My boarding ticket said this is my 12th trip to Korea. I don’t remember when the first couple were, but counting backwards, I know at least these:

  • 2010 Research trip
  • 2007 Research trip
  • 2006 Library and Information Science study abroad program/IFLA
  • 2005 Tour with Maja
  • 2003 Fun/family
  • 2000 Fun/family
  • 1998 Daewoo trip
  • 1995 Fun/family
  • 1992 Fun/family

It seems, as the years go by, and as I am now an adult, each trip becomes more work-intensive, but I love my work, so it’s not so bad.

I’ve been in Korea for about 28 hours and am already pretty well adjusted to the time difference, although around 4pm – which is 2am in Minnesota – I almost fell asleep. To stay awake, and because I intend to be fully immersed in my research during these next 5 weeks, I started reviewing some Korean adoption texts, and as always, it has definitely kept me on my toes.

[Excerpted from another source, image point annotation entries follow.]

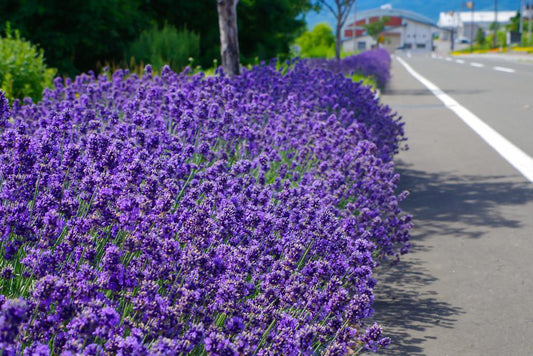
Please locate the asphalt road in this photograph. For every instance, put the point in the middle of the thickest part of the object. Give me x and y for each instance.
(466, 287)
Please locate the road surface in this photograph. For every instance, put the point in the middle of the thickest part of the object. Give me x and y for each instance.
(466, 287)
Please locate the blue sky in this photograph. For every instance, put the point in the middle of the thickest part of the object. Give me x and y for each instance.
(428, 8)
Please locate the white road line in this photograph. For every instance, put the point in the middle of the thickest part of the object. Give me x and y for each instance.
(503, 69)
(512, 154)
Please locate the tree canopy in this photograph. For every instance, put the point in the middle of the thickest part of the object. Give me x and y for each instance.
(76, 34)
(319, 42)
(374, 29)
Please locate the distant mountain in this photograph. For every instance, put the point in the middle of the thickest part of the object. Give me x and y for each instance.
(428, 8)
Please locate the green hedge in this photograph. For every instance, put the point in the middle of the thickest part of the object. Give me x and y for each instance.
(23, 72)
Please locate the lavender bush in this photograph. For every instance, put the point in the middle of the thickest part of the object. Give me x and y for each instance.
(375, 63)
(174, 214)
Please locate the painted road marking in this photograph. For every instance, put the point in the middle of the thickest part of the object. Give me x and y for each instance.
(503, 69)
(512, 154)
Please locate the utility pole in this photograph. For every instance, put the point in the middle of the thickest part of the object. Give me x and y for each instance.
(472, 29)
(495, 39)
(529, 12)
(522, 9)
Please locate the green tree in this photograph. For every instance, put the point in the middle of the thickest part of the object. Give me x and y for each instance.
(340, 9)
(76, 34)
(320, 42)
(167, 45)
(23, 72)
(480, 37)
(374, 29)
(266, 27)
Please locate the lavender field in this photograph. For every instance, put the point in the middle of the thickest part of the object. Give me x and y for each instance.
(183, 214)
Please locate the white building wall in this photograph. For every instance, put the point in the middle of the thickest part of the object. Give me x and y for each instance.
(417, 36)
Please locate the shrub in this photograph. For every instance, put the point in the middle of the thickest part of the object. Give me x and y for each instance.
(165, 46)
(23, 72)
(373, 63)
(207, 215)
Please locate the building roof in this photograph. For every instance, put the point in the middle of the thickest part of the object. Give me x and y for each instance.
(387, 11)
(454, 19)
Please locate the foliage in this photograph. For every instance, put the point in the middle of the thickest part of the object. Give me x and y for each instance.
(340, 10)
(179, 214)
(23, 71)
(165, 46)
(268, 27)
(320, 42)
(374, 29)
(480, 37)
(76, 34)
(373, 63)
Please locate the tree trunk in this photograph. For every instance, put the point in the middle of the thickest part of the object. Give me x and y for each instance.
(338, 39)
(229, 40)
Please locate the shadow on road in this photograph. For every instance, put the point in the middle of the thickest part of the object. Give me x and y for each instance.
(440, 200)
(443, 204)
(401, 309)
(422, 92)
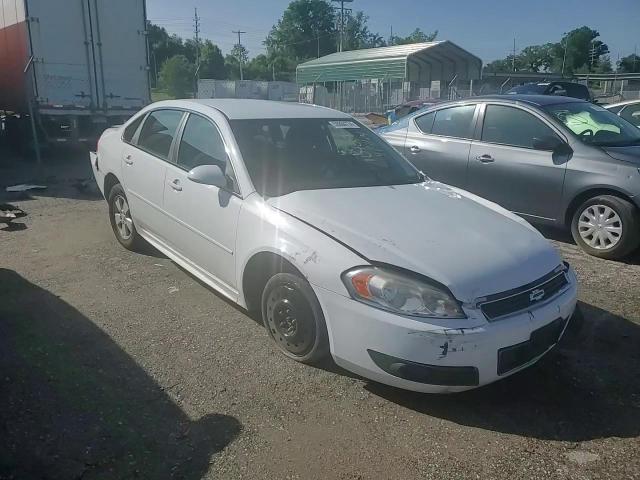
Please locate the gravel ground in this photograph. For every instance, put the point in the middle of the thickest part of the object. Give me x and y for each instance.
(120, 365)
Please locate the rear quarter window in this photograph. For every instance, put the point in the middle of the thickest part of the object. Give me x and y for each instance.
(130, 130)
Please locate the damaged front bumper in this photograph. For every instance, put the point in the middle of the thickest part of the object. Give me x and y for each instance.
(415, 355)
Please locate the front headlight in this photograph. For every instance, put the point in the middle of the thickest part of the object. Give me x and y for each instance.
(401, 293)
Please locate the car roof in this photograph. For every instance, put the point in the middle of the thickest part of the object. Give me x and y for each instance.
(246, 109)
(537, 100)
(619, 104)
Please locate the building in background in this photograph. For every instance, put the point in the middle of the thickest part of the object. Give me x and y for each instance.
(375, 79)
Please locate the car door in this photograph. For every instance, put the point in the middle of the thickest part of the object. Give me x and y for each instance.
(507, 168)
(438, 143)
(145, 158)
(202, 219)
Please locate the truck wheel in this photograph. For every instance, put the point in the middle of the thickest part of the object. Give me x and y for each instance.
(293, 318)
(121, 221)
(606, 227)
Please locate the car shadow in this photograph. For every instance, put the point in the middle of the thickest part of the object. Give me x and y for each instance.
(584, 389)
(66, 173)
(564, 236)
(73, 404)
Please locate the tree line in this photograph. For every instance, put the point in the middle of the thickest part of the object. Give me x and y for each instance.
(578, 51)
(308, 29)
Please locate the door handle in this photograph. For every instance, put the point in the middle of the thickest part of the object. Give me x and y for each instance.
(486, 158)
(175, 185)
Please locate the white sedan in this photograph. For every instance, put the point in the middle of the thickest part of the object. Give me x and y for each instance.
(300, 213)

The International Korean Adoptee Resource Book (Overseas Korea Foundation 2006) reports that adoptees visiting Korea most desire to conduct birth family searches. According to multiple surveys, approximately 3/4 of adoptees are interested in searching. The Resource Book therefore suggests that “OKF (Overseas Korea Foundation) needs a policy that supports adoptees in searching for their birth families” (49). As well, The Book repeatedly states that the government needs to be more supportive of granting adoptees access to their files. However, The Resource Book also reports that “lack of information was the biggest drawback concerning the search for birth family” (50).

Approximately 2.7% of querying adoptees (or, 2,113 of 76,646 counseling sessions) were reunited with birth relatives (622). Granted, the queries could have come multiple times from the same adoptee, but isn’t 2.7% rather low?

So I wonder, is it the lack of information, or the denial of access to information… or the falsification of information?  Given what I’ve read, heard and observed, I suspect it’s all of the above; the information may be there, but it is concealed until the right (or wrong, depending on how you look at it) person grants access. Or the information may have been fabricated in order to create what Deann Borshay Liem calls an “orphan template” (In the Matter of Cha Jung Hee 2010). Or the information may not have been provided in the first place, in which the “lack of information” would surely be a travesty. In any case, more and more adoptees return to Korea, with one of their goals being to conduct a birth family search. We’ll  see what they find…


I hope my research can be one factor in increasing this number.